Content Poor Aussie Sites Have A Bleak Future Warns Evolve Boss

Content Poor Aussie Sites Have A Bleak Future Warns Evolve Boss

The Aussie boss of Evolve Media has warned local internet publishers that continue to scrimp on content and content creators won’t survive in face of so many global sites.

Evolve Media’s managing director, James Perry, said the biggest thing he is seeing from his US parent company is “a massive investment in local content”.

James Perry_59

Evolve publish some 50 sites in Australia, either under license from its US parent or in partnership with such brands as the movie review site Rotten Tomatoes and celebrity gossip site TMZ.

Perry said for too long local Australian online publishers had been culling creative staff in favour of regurgitating content cheaply from overseas.

“The publishing model in Australia has too many sites hooked on news from Associated Press or other wire services, they’re not hooked on generating their own content and that’s coming back to bite them now.” Perry said.

“If you look at what’s happening overseas, the audience wants quality, they want local content that’s relevant to them and I think publishers (in Australia) need to get over the idea that good content – be it journalists or video editors or whatever – is expensive to produce. People want local content about things that impact them globally.

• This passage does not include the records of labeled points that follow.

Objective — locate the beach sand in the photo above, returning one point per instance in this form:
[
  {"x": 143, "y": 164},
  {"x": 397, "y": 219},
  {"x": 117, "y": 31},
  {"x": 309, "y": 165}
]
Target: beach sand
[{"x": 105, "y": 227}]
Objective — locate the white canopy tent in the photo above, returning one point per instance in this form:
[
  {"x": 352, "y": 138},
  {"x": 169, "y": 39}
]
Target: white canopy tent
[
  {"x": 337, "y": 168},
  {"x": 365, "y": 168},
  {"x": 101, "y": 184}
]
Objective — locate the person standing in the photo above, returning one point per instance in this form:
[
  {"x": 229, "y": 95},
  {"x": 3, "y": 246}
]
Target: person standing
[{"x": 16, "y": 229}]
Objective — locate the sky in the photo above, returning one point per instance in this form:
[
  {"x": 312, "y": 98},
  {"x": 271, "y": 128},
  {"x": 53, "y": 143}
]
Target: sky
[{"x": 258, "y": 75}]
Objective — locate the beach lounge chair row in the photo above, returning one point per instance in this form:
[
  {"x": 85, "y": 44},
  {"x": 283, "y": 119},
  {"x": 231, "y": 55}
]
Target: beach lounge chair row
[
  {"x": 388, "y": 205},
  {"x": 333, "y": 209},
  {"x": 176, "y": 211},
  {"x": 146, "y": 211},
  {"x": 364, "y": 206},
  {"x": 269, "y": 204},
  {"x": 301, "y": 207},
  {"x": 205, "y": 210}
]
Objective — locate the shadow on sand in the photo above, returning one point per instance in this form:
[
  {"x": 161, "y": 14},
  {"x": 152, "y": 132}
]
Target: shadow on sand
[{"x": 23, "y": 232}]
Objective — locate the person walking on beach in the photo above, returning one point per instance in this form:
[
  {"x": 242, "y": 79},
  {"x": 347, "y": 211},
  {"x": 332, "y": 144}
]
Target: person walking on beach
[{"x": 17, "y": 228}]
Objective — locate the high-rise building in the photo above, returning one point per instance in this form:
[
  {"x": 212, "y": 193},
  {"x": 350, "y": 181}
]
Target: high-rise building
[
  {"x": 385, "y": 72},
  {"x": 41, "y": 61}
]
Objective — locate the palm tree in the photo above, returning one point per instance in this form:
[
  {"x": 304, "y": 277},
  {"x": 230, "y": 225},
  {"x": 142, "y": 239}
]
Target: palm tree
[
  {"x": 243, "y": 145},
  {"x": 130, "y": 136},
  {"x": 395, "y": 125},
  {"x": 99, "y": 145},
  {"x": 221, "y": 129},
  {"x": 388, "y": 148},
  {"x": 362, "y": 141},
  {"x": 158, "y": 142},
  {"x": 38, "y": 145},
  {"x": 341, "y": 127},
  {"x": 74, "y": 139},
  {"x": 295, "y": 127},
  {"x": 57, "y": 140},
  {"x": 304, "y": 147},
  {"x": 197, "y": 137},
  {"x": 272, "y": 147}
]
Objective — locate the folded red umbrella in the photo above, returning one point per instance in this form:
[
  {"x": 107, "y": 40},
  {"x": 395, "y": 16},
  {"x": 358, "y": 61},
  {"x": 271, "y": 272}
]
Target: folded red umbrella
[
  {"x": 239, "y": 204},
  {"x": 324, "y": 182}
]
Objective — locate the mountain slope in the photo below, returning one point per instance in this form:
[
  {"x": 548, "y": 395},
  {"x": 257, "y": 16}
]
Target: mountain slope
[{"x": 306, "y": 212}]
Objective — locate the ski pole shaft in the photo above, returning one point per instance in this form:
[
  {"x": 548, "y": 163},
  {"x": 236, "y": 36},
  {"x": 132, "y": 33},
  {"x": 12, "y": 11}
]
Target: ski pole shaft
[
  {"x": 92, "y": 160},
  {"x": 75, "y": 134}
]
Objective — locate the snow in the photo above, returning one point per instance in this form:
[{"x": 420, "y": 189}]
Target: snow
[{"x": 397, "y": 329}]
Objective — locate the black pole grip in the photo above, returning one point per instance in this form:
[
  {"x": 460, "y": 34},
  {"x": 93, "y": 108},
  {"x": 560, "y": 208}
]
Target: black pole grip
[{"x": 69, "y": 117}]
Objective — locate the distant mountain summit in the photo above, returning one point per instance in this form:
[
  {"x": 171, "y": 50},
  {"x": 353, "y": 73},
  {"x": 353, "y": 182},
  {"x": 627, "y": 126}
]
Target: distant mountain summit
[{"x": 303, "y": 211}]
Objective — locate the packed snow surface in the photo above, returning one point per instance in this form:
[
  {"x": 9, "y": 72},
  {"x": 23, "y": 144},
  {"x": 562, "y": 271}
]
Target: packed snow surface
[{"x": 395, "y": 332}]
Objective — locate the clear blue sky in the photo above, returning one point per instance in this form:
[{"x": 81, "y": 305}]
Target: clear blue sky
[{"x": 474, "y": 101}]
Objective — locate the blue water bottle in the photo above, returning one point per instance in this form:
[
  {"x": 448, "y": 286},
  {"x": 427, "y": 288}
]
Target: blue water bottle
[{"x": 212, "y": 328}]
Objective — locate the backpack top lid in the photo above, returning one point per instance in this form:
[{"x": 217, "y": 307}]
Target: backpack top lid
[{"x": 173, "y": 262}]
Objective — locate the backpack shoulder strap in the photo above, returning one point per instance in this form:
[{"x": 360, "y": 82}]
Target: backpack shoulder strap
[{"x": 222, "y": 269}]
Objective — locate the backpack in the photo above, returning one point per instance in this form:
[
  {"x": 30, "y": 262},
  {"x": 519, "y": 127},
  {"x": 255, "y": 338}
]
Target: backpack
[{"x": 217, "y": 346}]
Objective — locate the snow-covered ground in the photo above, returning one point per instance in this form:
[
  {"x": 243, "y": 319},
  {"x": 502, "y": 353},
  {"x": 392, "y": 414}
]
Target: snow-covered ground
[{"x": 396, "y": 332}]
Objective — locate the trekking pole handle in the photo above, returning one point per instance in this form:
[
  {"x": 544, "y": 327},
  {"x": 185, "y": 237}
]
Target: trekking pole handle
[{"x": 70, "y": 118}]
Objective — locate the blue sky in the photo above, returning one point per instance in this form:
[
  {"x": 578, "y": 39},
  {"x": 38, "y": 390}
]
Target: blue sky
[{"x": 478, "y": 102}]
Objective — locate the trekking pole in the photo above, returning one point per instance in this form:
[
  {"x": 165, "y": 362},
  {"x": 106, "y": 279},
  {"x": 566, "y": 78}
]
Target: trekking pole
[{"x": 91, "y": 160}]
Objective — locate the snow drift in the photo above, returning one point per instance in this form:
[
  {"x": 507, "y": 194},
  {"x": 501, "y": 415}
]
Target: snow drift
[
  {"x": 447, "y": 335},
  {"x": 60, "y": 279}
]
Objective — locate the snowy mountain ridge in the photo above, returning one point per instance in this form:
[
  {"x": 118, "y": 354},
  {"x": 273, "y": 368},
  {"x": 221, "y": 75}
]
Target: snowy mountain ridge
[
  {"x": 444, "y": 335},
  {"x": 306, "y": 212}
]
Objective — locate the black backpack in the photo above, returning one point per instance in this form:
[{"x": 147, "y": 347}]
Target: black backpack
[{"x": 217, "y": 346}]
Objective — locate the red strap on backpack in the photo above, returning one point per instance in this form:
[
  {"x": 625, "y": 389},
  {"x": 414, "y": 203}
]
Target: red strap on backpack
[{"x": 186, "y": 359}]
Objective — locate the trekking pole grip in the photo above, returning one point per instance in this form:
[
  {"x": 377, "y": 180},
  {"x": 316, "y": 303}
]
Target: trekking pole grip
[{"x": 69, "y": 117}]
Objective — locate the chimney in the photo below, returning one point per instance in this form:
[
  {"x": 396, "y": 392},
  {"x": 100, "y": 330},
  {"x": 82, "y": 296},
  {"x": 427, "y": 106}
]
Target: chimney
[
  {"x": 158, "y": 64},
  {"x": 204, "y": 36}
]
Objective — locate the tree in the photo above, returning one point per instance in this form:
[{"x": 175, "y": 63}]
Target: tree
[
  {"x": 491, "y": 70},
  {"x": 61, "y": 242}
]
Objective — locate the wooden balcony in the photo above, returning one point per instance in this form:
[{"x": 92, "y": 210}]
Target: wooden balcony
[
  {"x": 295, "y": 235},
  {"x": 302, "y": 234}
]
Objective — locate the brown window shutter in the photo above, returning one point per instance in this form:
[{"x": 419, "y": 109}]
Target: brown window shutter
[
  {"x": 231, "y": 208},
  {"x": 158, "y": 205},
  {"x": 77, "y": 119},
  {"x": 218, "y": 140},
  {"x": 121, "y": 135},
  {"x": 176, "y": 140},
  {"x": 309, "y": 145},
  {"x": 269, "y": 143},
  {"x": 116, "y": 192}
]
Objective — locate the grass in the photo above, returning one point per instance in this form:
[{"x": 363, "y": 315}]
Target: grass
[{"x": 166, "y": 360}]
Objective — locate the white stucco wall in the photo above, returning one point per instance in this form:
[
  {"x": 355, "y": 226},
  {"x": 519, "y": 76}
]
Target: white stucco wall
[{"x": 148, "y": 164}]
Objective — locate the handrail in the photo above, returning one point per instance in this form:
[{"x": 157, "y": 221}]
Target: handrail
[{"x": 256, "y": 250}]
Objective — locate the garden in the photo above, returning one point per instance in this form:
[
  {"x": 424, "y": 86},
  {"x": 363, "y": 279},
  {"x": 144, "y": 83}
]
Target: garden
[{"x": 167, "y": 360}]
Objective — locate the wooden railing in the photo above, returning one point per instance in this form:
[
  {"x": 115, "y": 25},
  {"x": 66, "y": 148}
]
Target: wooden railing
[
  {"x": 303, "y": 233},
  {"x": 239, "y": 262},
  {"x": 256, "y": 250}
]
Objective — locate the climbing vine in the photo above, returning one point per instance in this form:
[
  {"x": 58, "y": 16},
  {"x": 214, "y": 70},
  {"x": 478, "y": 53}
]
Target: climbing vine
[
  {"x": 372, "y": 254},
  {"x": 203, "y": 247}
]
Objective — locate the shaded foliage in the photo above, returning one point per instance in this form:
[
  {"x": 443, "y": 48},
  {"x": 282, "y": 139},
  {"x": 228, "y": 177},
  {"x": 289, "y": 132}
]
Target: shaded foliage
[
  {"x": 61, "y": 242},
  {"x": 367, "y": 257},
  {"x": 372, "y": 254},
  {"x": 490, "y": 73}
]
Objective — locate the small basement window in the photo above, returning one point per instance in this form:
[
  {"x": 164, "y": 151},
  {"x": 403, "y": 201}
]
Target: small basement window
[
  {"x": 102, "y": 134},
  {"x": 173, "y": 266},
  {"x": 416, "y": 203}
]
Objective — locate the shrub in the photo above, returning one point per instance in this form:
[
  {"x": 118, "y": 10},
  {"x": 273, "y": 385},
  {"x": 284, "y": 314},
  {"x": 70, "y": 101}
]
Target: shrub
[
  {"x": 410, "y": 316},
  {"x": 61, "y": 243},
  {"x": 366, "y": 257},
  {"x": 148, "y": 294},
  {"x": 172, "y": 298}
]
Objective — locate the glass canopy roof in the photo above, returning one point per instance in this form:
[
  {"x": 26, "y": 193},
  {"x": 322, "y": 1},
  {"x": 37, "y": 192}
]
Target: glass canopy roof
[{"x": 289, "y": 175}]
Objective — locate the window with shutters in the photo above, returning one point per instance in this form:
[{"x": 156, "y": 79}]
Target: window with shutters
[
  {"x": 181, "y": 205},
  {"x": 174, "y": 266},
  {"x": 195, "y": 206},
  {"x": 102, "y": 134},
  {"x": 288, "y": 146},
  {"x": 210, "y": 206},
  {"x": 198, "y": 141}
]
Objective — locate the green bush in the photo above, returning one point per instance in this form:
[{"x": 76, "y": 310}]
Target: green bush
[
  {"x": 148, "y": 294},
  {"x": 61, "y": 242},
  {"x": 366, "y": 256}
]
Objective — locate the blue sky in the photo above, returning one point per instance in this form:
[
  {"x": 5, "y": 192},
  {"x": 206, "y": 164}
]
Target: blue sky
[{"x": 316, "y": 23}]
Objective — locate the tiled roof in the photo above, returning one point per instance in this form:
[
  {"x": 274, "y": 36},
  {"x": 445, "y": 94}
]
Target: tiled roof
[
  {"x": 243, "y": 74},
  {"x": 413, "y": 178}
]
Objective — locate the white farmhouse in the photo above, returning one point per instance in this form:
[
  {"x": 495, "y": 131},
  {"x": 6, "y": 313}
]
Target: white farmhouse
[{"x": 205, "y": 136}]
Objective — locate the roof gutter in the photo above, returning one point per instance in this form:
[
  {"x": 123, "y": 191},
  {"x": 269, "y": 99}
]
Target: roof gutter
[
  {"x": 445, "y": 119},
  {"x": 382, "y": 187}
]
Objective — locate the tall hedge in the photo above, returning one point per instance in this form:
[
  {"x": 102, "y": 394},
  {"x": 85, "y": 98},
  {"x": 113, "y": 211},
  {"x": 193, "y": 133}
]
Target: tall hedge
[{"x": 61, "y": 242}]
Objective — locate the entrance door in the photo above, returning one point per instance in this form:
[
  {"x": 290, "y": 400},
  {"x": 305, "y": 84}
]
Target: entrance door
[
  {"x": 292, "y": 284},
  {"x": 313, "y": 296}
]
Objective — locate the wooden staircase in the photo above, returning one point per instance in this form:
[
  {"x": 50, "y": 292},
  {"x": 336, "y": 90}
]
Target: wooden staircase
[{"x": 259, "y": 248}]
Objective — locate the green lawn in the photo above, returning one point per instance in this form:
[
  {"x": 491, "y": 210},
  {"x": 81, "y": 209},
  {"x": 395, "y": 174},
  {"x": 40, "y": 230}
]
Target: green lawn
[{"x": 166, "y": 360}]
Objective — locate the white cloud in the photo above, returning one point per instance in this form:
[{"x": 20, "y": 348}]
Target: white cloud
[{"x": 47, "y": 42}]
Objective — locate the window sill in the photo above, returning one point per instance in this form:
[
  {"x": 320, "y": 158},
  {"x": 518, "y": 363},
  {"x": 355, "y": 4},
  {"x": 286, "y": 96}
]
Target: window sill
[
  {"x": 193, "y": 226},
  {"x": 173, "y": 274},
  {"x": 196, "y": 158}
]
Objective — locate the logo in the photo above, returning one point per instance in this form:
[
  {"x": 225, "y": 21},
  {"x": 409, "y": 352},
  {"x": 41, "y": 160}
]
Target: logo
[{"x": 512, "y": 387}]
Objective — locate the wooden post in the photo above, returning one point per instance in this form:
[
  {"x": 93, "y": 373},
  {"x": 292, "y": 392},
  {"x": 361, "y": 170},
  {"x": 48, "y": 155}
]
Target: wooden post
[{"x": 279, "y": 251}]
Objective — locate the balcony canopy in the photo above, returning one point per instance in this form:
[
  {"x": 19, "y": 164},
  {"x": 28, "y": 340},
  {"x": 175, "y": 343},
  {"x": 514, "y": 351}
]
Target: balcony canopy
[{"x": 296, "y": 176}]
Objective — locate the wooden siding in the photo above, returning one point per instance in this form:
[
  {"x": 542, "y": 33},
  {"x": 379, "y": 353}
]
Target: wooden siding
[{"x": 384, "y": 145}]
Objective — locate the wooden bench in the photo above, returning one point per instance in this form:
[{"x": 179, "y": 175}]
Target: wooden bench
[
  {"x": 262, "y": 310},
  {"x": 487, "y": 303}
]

“The whole ‘content is king’ thing is strangely prophetic about where the whole industry is going. This is the real opportunity for Australian publishers. You can pick the global stuff up easily on any international website but it’s the good, local content that audiences are longing for. It’s about making your messaging relevant to the audience and talking about what’s going on here,” he said.

Perry warned that publishers who continued to de-invest in content were at grave risk of “making themselves irrelevant” and showing “they don’t care about their audiences”.

He cites the US as an example where online publishers were massively investing in good, local content and the ‘voice’ of the brand. Perry agreed “the pendulum swung too far the other way and it’s now definitely swinging back (in favour of creatives.)”

And better content is good news for advertisers too.

“The mantra at the moment is the whole ‘fewer, bigger, better’ thing: fewer partners, more reach and better content.

“Yes, brands will want to get more involved in better content and there’s always been that thin line that needs to be walked between editorial and advertising. It’s all about publishers being a brand guardian, about having clear lines with what will and won’t be a sales-led approach. Things have to be genuine, have credibility or audiences will quickly sniff it out when it’s not,” he said.